Archive for the ‘Research and Health’ Category
There is a fascinating recent study from Finland on pairs of identical twins with very different exercise habits. This is unusual because widely divergent behavior patterns between identical twins are uncommon. There were some pretty striking differences in thinks like exercise capacity, metabolism and even brain structure in the active vs. inactive twins showing that even when the “genes are the same” behavior can really make a difference. The details of the paper were beautifully summarized by Gretchen Reynolds in the New York Times with some excellent insights from the authors of the paper included in her article. Some additional thoughts about what this all means are available in an excellent commentary by Alex Hutchinson in Runner’s World.
This study and the outstanding pieces by Gretchen and Alex reminded me of a paper from the early 1980s on the different physiological adaptations to strength and endurance training. The paper included the pictures below of identical twin brothers. One was an endurance runner, the other a weight lifter.
The picture speaks for itself. The lifter was 16kg (35 lbs) heavier than the runner, but the runner’s heart was about 25% larger and his maximal oxygen uptake more than 50% greater than his brother’s. Of note, the height of the brothers and things like their hair patterns are strikingly similar. For those who want to know more about the strengths and limitations of twin studies and what can be inferred from them here is an informative link.
That such big differences in physiology can be seen in people who have “identical” genes is pretty convincing evidence that for many things our genes are not our destiny.
One of the ideas riding the wave of enthusiasm for precision medicine is that with enough big data it should be possible to make increasingly accurate “forecasts” about who gets what disease and how it might be prevented, treated or even “cured”. An analogy to precision weather forecasting and climatology is frequently drawn. Cynicism aside about just how good weather forecasting is and how much it has improved, there are a couple of basic intellectual issues with the comparison that are typically glossed over by advocates of the analogy.
Problem 1: The Nature of the Data
Weather data includes things like continuously monitored surface temperature and wind patterns over essentially most of the world. Some of the data is very granular with high spatial and temporal resolution. Things like pressure measurements, above ground temperatures, below ground temperatures, satellite photos, and information on things like humidity are available. There is also a vast store of historical records dating back 100 or more years in many places. This type of multilevel, highly accurate data with essentially continuous time resolution is simply not available even in the most monitored humans living in the real world even with the best monitors. The accuracy of various wearable devices, the granularity of the data, and the historical information they provide pales in comparison to the available weather related data. As someone who has been making some the most detailed possible measurements of human physiology since the late 1970s, things have been miniaturized and made portable, but the quality of the data has not improved and in many ways has gotten sloppier or at least harder to calibrate.

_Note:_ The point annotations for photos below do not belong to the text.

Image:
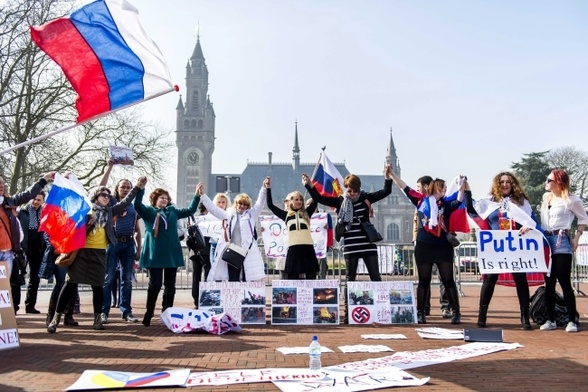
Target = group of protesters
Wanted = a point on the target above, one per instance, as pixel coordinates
(114, 242)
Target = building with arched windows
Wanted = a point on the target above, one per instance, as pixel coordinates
(195, 140)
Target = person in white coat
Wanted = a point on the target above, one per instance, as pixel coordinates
(240, 227)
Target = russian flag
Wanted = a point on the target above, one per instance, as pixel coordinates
(106, 56)
(458, 220)
(64, 215)
(326, 178)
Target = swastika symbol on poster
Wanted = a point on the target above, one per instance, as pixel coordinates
(360, 315)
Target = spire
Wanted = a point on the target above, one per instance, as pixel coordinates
(391, 156)
(296, 149)
(197, 54)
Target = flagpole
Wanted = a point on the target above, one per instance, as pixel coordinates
(70, 126)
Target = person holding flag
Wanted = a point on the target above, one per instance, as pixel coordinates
(352, 210)
(432, 242)
(507, 208)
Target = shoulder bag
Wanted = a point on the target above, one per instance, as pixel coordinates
(234, 254)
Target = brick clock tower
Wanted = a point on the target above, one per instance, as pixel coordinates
(194, 130)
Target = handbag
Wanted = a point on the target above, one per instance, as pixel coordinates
(452, 239)
(371, 232)
(234, 254)
(66, 259)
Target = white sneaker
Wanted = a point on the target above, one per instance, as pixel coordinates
(548, 326)
(572, 327)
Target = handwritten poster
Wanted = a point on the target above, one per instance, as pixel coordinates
(381, 302)
(243, 301)
(305, 302)
(8, 331)
(275, 235)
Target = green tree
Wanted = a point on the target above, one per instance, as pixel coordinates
(532, 170)
(36, 99)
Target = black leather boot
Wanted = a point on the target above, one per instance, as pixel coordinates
(482, 313)
(525, 323)
(422, 295)
(454, 303)
(150, 307)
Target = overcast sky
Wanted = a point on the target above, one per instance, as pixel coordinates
(467, 86)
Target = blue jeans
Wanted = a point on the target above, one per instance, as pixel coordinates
(123, 252)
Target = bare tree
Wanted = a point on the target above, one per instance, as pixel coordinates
(35, 99)
(575, 162)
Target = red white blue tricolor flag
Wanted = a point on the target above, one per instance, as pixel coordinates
(326, 178)
(64, 214)
(106, 56)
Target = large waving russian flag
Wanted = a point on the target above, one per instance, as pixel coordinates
(326, 178)
(64, 214)
(106, 56)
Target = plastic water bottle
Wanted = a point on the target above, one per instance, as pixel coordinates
(314, 353)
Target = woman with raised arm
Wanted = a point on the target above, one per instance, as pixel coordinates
(300, 258)
(240, 230)
(162, 252)
(558, 211)
(507, 208)
(432, 245)
(353, 209)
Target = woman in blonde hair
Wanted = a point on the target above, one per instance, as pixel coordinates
(558, 211)
(240, 229)
(300, 258)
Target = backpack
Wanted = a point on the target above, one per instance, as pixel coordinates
(538, 310)
(195, 239)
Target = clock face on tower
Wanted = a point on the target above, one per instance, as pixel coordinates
(193, 158)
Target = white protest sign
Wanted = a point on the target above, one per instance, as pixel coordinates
(275, 235)
(244, 301)
(305, 302)
(507, 251)
(381, 302)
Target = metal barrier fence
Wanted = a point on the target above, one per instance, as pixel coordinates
(396, 262)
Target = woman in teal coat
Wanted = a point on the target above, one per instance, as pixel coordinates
(162, 252)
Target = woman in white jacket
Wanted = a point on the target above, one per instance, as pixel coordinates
(240, 222)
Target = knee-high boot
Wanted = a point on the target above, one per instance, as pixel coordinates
(68, 319)
(525, 323)
(150, 307)
(482, 313)
(422, 295)
(50, 313)
(454, 303)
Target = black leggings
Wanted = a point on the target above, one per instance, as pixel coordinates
(490, 282)
(561, 271)
(69, 291)
(445, 269)
(371, 263)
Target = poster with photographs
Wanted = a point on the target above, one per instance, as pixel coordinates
(305, 302)
(244, 301)
(381, 302)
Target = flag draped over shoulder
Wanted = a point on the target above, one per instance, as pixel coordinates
(64, 215)
(326, 178)
(458, 220)
(106, 56)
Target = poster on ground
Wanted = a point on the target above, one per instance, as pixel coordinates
(243, 301)
(305, 302)
(381, 302)
(8, 332)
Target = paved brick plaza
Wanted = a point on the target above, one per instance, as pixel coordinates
(549, 361)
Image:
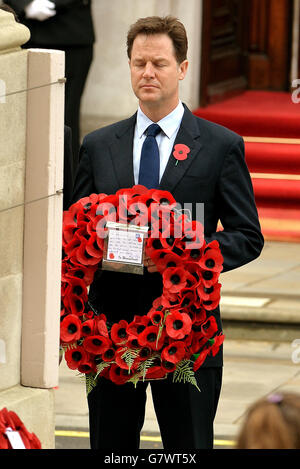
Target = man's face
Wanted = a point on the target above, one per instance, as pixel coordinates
(155, 72)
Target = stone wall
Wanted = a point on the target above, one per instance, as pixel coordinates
(31, 181)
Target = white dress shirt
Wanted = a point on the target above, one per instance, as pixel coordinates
(165, 140)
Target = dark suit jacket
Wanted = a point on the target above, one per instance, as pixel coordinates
(71, 26)
(214, 173)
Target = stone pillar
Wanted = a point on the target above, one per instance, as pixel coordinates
(31, 182)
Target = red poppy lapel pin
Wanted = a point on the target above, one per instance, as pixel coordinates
(180, 152)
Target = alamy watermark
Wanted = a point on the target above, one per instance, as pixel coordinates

Problem 2: Predicting What?
The other thing to remember is that with weather prediction the goal is to predict what it is going to be like “outside” in a given place on a given day at a given time. Precision weather forecasting does not tell us anything about the temperature and humidity inside “your house” much less inside a given room inside the house. To make that sort of estimate all sorts of additional information is needed about the size of the house, the surface area exposed to the outside world, the heating and cooling system, how insulated the house is, how good the thermostat is etc., etc, etc… Then there is always the possibility that a window is open or that on a cold day you choose to wear a sweater and reduce the temperature “set-point” on the thermostat. The same issues also apply to a given room the house.
The point here is that for human disease, except perhaps for some elements of dermatology, we are generally interested in what is happening inside a specific room inside the body like the “heart” room, or the “liver” room or the “kidney” room. For things like diabetes or high blood pressure that affect multiple rooms, we are interested in the overall house. Also many diseases of specific rooms also frequently do collateral damage to “the rest of the house”. In many of these diseases the ultimate problem that “brings people to the Dr.” has something to do with a complex feedback control system that has gone haywire. That is certainly the case for diabetes, heart failure, and high blood pressure. In heart failure shortness of breath and exercise intolerance is usually the problem patients complain about vs. a weak heart.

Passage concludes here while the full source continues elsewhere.